1. **Prompt construction** β€” a RankGPT-style prompt asks the model to rank the pages
   (labeled `A`–`T`) by relevance to the query.
2. **Logits scoring** β€” one forward pass; the logit for each letter token at the last
   position is the relevance score for that page.
3. **Sliding window** β€” for `n > window_size`, a window slides from the end of the list
   toward the start, progressively reranking overlapping slices.

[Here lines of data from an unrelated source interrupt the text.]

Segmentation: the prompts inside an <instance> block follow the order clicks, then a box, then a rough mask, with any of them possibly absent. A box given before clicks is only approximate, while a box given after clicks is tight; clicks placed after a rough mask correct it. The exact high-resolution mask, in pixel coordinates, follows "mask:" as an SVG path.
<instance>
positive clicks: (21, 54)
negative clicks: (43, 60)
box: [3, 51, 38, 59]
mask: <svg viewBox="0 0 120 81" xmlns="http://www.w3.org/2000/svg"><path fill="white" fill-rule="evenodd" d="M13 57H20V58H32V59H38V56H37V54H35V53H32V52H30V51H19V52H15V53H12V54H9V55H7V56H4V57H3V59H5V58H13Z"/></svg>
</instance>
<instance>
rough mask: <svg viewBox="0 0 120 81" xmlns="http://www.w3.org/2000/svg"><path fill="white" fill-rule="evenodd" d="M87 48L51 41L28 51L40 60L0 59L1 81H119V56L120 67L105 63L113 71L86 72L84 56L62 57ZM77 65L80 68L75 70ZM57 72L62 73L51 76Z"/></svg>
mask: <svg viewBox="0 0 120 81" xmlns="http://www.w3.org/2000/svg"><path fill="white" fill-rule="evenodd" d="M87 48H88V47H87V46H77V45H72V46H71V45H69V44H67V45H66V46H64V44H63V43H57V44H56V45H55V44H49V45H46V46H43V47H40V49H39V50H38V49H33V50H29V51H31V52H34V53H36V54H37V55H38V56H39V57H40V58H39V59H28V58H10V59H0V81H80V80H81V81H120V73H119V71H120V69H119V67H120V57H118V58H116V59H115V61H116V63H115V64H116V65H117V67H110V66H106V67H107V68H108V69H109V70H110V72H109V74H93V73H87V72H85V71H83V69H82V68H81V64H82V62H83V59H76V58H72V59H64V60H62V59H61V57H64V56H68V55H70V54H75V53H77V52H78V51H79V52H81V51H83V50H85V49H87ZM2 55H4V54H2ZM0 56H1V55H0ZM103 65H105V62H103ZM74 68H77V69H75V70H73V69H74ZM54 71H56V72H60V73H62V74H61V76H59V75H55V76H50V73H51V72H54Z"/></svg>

## Intended use and limitations

**Intended use.** Reranking of candidate document pages for tasks such as visual document
question answering, enterprise document search, and RAG over PDFs. Works either as the
second stage of a retrieve-then-rerank pipeline, or as a standalone sliding-window reranker
over an arbitrary list of page images.

**Out-of-scope.** ZipRerank is not a first-stage retriever: running it over every page of a
large corpus is expensive and unnecessary β€” use a cheap retriever first, then rerank the
top-K pages with ZipRerank.

**Limitations.**
- Training focused on English documents; multilingual performance has not been evaluated,
  so results on non-English content may vary.
- The window size is capped at 20 pages per forward pass (letters `A`–`T`); longer documents
  rely on the sliding-window procedure described above.